Of course there was a threat in 2006, as we learned all too well a couple of years later when the financial crisis exploded, sending the world into recession. As Fed Chairman Jerome Powell put it in a speech at the Jackson Hole conference last August, “in the run-up to the past two recessions, destabilizing excesses appeared mainly in financial markets rather than in inflation. Thus, risk management suggests looking beyond inflation for signs of excesses.”

If the economy does extend its unsustainable 2018 trajectory this year – if jobs continue to grow around 200,000 a month and unemployment continues to decline – the risk of financial excesses will grow, and a wise Fed would consider whether it was time to raise rates again, and perhaps take other steps to restrain the economy. We now know that such steps would have been wise in 2005.

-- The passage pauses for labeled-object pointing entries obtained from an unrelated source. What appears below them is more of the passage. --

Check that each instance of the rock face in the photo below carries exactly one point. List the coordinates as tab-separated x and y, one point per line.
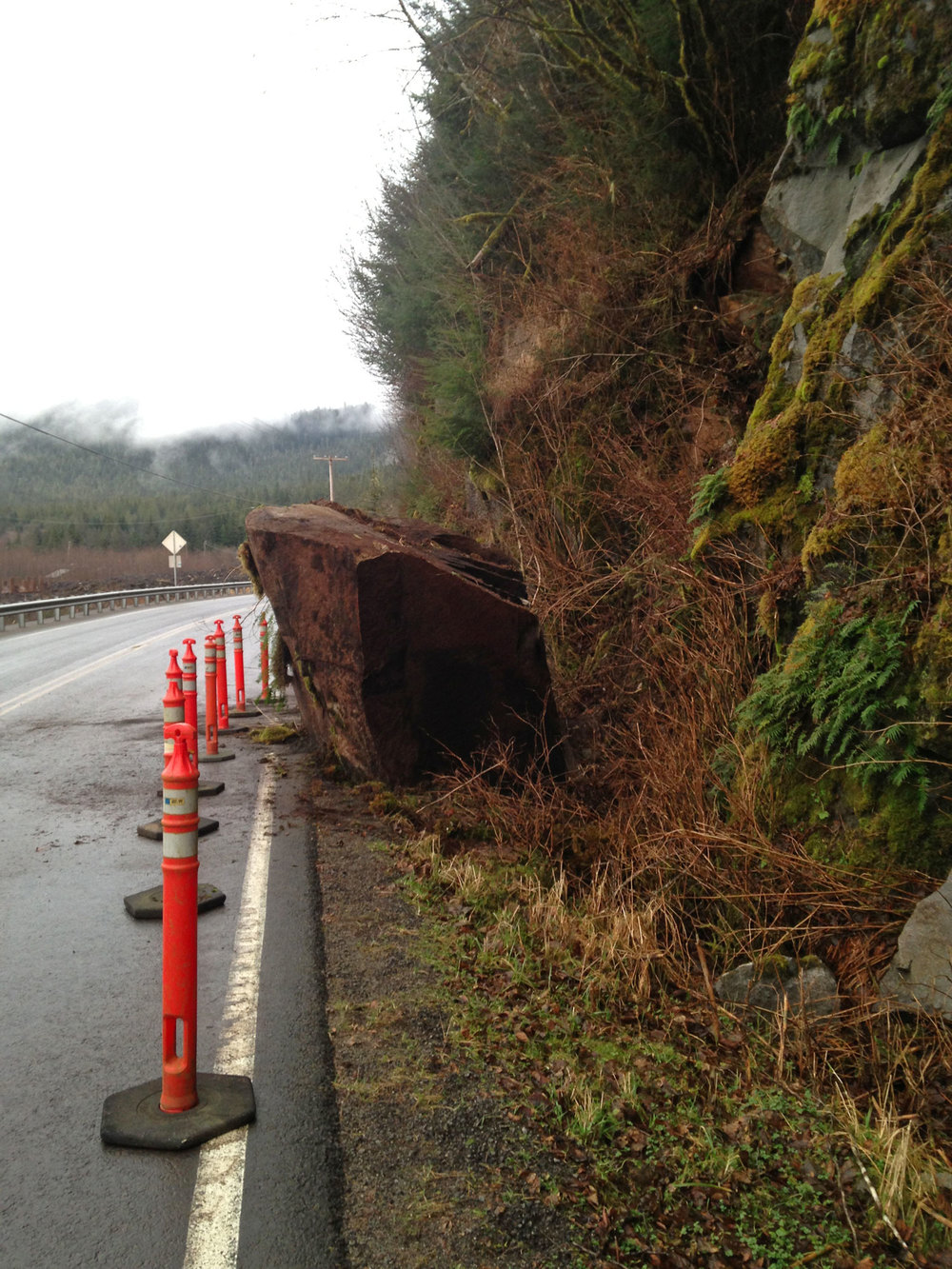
414	647
807	986
921	972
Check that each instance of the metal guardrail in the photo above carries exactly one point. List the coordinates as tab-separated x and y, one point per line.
75	605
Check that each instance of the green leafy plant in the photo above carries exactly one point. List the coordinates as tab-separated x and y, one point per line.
834	697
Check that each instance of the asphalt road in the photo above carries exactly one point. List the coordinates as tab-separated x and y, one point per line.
80	980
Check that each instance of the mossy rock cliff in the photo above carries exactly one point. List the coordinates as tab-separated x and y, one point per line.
844	469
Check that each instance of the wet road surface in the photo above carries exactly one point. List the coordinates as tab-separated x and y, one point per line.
80	981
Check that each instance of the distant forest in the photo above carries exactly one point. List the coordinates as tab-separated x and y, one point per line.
98	486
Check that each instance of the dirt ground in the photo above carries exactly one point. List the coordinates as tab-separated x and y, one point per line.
434	1168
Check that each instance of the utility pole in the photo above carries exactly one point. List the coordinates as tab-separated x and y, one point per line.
330	460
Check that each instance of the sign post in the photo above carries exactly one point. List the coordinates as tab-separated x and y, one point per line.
330	460
173	545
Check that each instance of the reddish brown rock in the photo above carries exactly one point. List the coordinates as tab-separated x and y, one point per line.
413	646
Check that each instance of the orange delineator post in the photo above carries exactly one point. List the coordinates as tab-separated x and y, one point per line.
173	719
211	700
236	637
223	684
189	683
265	658
179	928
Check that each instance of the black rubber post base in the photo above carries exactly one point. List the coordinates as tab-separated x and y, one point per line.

But if the issue in the public arena is not whether financial excesses are growing, but only whether rates should be reduced amid low price pressures, then the Fed might compromise on a policy of doing nothing. We could all cross our fingers and hope that would work out better than it did after 2005. I, for one, would feel better if I were sure the Fed will not so quickly forget the lesson that Chairman Powell elucidated so recently.

Floyd Norris, a fellow at the Center for Financial Economics, is a former chief financial correspondent for The New York Times.